To explore the relationships between P50 indices, clinical symptom severity (PANSS), neurocognition, social cognition and real-world functioning at each time point (aim 2), we used stepwise linear regression and partial correlational analyses controlling for significant predictors in the regression model to quantify the strength of associations, separately estimated for total participants, EP patients and HCs. In the stepwise regression model, each of the P50 indices (ratio, S1-S2 difference, S1 amplitude or S2 amplitude) was the outcome variable, neurocognition (MCCB composite or sub-domains), social cognition (TASIT, MCCB-Social) and real-world functioning (MCAS, GFR, GFS) were entered as predictors, including age and sex as covariates. Three separate analyses were run, one for each time point. Clinical symptom severity (PANSS total score) and CPZ were included as covariates in the regression models of EP patients. The significance level was set to be p-uncorrected ⩽0.05.

Finally, to investigate the ability of baseline variables (SG indices, neurocognition, and symptom severity) predicting functional outcomes at a 12-month timepoint (aim 3), we ran stepwise regression models. In these models, baseline P50 indices (ratio or S1-S2 difference), neurocognition (MCCB composite) and symptoms (PANSS total score) were the predictors, and 12-m follow-up functioning (MCAS, GFR, or GFS) was the outcome variable, including age and sex as covariates. Education was initially included as a covariate but was not a significant predictor at either timepoint and was therefore dropped from the models. Due to relatively small sample size at 24-month, prediction models were not performed.

Results

Demographics and clinical variables

Table 1A-1B shows the demographic and clinical information at baseline and follow-up. The EP patients had significantly more smokers compared with HCs (p = 0.001). Among EP patients, SZ patients showed significantly lower educational levels, higher PANSS total score, negative symptom score and general psychopathology score compared with those in BP patients (all p < 0.05).

Table 1. Demographic characteristics and clinical symptoms of HCs and EP patients (SZ and BP) at baseline and follow-up

Abbreviations: EP, early psychosis; SZ, schizophrenia; BP, bipolar disorder; NAART, North American Adult Reading Test; PANSS, Positive and Negative Syndrome Scale; P, Positive symptom; N, Negative symptom; G, General psychopathology; YMRS, Young Mania Rating Scale; MADRS, Montgomery-Asberg Depression Rating Scale.

Data presented as mean ± standard deviation or n (%).

Significant differences are highlighted in bold.
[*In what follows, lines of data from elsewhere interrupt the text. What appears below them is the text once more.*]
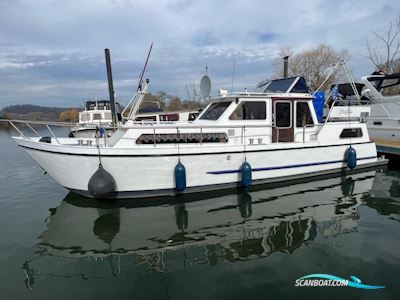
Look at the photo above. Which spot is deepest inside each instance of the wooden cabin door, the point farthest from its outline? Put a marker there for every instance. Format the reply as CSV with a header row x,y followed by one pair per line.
x,y
282,125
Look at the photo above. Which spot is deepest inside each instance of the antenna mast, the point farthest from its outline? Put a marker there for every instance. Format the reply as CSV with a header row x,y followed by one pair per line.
x,y
144,69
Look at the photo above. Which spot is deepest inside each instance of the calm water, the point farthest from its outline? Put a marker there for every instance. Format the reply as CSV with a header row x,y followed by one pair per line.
x,y
247,245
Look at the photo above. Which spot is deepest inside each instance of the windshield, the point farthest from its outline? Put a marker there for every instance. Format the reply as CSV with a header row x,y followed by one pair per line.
x,y
215,110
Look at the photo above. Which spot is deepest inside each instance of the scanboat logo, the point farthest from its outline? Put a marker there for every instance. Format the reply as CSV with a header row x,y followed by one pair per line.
x,y
331,280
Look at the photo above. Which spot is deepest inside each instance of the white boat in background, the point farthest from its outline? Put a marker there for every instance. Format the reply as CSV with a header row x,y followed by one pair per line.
x,y
238,140
377,99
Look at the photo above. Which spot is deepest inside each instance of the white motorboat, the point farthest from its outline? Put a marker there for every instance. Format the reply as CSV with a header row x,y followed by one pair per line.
x,y
97,114
238,140
384,121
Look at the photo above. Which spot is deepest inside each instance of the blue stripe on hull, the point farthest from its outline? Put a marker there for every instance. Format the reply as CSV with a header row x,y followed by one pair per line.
x,y
287,166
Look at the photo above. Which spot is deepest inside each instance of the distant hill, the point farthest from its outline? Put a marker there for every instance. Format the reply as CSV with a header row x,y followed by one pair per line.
x,y
32,112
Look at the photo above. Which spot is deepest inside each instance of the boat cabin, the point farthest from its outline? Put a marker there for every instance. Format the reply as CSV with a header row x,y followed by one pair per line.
x,y
97,112
285,110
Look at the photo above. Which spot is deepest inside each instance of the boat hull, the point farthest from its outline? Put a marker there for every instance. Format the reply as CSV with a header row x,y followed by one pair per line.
x,y
138,174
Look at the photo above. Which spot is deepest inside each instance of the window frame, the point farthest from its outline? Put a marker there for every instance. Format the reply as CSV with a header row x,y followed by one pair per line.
x,y
291,113
359,133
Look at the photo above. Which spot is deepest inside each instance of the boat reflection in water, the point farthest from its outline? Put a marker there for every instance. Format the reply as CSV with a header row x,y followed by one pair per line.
x,y
169,236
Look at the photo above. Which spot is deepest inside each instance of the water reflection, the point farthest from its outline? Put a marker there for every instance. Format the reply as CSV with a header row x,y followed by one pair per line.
x,y
242,226
384,196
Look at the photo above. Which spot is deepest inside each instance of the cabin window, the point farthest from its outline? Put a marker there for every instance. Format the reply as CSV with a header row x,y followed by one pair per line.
x,y
193,116
283,114
303,114
215,110
351,133
250,110
169,117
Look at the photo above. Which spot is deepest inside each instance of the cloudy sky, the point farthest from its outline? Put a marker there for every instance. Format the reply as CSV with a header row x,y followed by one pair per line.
x,y
52,52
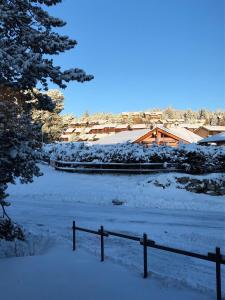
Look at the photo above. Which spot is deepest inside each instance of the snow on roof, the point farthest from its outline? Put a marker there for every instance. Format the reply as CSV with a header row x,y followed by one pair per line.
x,y
220,137
214,128
153,113
182,133
123,137
122,126
109,125
64,136
139,126
186,125
96,127
70,130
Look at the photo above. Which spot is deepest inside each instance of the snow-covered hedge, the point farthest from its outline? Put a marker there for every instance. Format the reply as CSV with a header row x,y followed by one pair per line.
x,y
193,158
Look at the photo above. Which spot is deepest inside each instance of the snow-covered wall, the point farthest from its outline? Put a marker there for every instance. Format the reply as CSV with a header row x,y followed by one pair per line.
x,y
192,157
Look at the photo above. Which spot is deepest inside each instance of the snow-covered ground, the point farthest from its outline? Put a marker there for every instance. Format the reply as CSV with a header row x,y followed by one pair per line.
x,y
169,216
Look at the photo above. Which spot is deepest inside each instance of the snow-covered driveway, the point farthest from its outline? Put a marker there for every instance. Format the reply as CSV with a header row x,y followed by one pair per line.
x,y
171,217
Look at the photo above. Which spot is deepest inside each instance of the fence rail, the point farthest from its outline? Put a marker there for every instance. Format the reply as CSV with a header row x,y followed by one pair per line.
x,y
215,257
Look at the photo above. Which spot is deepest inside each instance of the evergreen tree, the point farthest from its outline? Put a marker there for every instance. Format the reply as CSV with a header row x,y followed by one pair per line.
x,y
27,40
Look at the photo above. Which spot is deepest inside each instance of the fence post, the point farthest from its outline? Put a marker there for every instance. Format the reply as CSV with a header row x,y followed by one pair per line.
x,y
145,254
74,235
102,243
218,274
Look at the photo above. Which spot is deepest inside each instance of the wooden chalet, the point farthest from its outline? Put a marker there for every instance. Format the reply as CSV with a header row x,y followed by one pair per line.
x,y
217,140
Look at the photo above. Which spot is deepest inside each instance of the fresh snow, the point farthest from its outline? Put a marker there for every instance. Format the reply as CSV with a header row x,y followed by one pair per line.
x,y
170,216
62,274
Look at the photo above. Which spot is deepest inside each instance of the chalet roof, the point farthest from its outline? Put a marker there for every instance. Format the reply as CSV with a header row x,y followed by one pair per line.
x,y
182,133
220,137
193,126
64,136
123,137
96,127
214,128
122,126
70,130
109,125
153,113
139,126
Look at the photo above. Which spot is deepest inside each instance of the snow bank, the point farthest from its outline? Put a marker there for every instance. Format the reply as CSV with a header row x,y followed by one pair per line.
x,y
33,245
192,157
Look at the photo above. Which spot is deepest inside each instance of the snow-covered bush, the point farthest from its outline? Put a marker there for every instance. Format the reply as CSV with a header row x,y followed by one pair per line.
x,y
192,158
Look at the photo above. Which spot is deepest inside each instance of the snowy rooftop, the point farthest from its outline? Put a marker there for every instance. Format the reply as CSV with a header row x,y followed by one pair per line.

Asterisk indicates the significance of the comparisons between EP and HCs, ***p < 0.001.

Group comparisons of P50 indices

Fig. 1AD shows examples of P50 waveforms for HCs and EP patients at each time point. At baseline and 12-m timepoint, there were no significant differences in P50 ratio and S1-S2 difference between EP patients and HCs (Fig. 2AB), whereas at 24- month there were significant group differences (EP v. HCs) in both P50 ratio (t = −2.16, p = 0.041) and S1-S2 difference (t = 3.16, p = 0.003). Among the EP patients, P50 ratio significantly increased at 24-month follow-up (baseline v. 24-m: β = 15.90, p < 0.05; 12-m v. 24-m: β = 17.28, p = 0.03) (Fig. 2A); S1-S2 difference significantly decreased over time (baseline v. 24-m: β = −0.93, p < 0.001; 12-m v. 24-m: β = −0.61, p = 0.01) (Fig. 2B). The effect sizes of SG changes of EP patients and controls who had follow-up data were presented in online Supplementary Table S7.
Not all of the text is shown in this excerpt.